Now picture this – you are on Wall Street and you see all these flashy numbers on the board that change every time you turn around. Sounds like a familiar movie scene? Now, you may ask: Why in the world do these numbers change all the time?
The short answer is two words: Supply and Demand. Earnest sellers cause prices to go down. In order to sell their shares quickly, they are likely willing to accept a lower price. On the other hand, earnest buyers cause the prices to go up. These buyers are drawn to bid higher prices than the current stock price. Think of the stock market as a one large auction and the stock price is the price sellers are willing to receive and buyers are willing to pay.
Now, we hope this would be as simple as this, don’t we? However, what pushes people to buy and sell? Well, there is really no single answer to that. The perception of the buyers and sellers of stocks are driven by a lot of factors. So, let’s decode the main factors that affect investors’ decision.
Company Earnings – This is probably the most solid basis for stock prices. After all, who would not want to invest in a company that is bringing in the bucks?
Publicity – They say no press is bad press, but this is not applicable to the stock market.
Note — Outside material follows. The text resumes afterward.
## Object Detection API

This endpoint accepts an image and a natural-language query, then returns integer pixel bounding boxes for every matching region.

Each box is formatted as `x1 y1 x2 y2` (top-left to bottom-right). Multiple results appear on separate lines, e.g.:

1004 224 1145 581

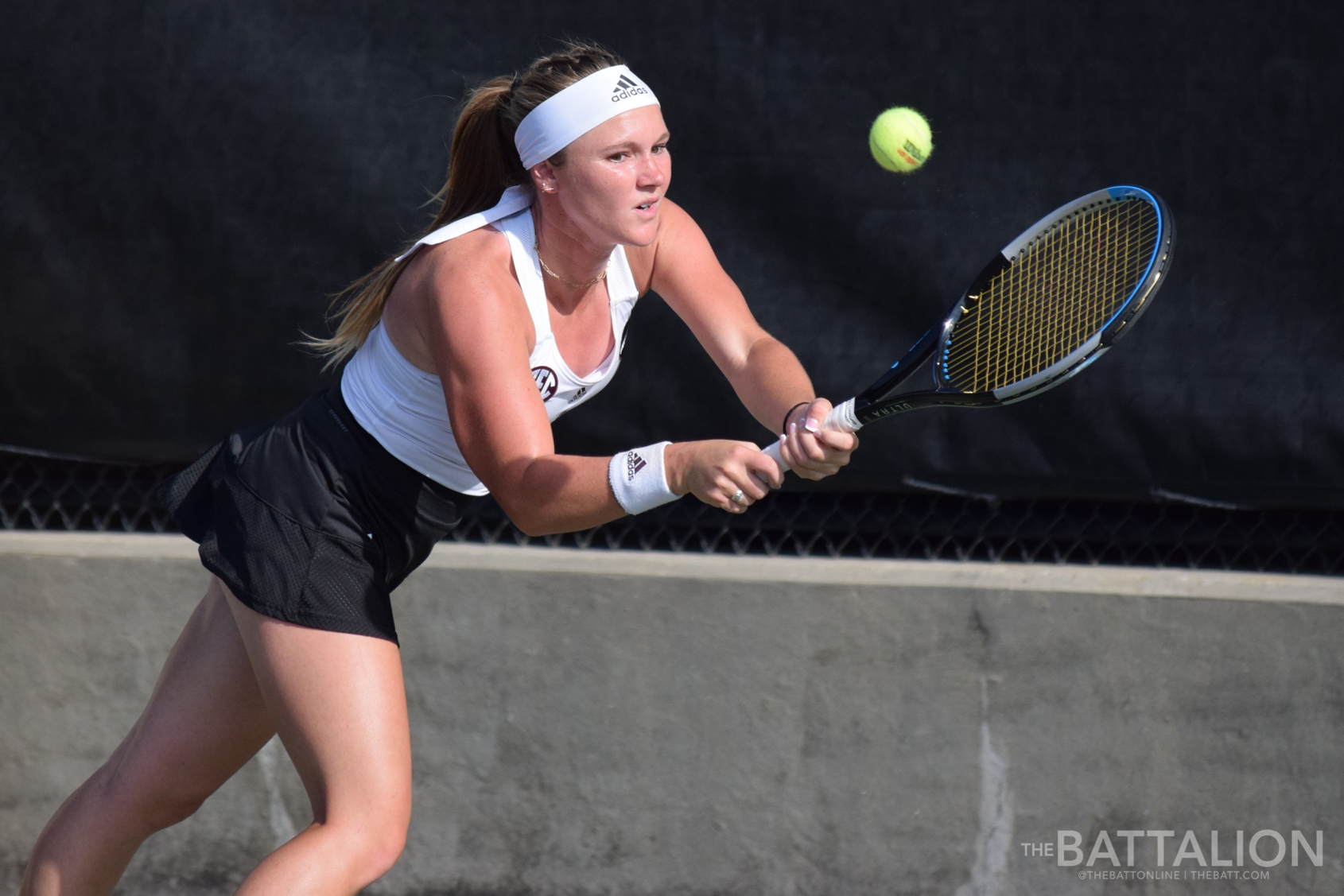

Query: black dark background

One bad public announcement or news piece could cause a decline in company’s stock price.
Potential – A company’s growth potential based on forecasts, analyst reports and media greatly affect the stock prices and investor perception.
Bank and Government Policies – When the relevant branches of the government or or the central bank make huge decisions, or release and change new policies, everyone does not have a choice but to notice and comply. The market generally reacts to these decisions and adapts.
Economic Data – Economic data releases such as labor rates, consumer spending, GDP (gross domestic product – basically the total value of the goods and services in a country during the year) and interest rates are important factors that investors consider when deciding to buy or sell stocks. When the data is better than economists expect, the stock market increases in value. Alternatively, when these economic indicators are worse than expected, the overall market decreases in value.
Wars/Conflicts – Terrorists might take over or blow up an oil field. Activists may start protesting child labor practices. Refugee crisis occur which causes multiple nations to argue. These wars and conflicts eventually take its toll on stock prices before you know it.
Rumors – Like most life decisions, the decision to buy or sell stocks are sometimes driven by rumors. Rumors like “the CEO plans to step down”, “the CFO may be accused of fraud”, “management might decide to sell the company” or “interest rates may increase in the next quarter”, whether credible or not, actually impacts investors’ decision-making process.
Individual Lifestyle – Let’s say you’re the type of person who likes to go on trips to Europe or Asia during December. Or the one who likes to spend the holidays with the family which lives a thousand miles away. December could hurt the bank (we’ve all been there!), and there are some people who like to sell their shares before the holidays to keep the money rolling or for tax purposes.
Weather – We know, this one’s kinda odd! However, a gloomy weather could affect stock price in plenty of ways!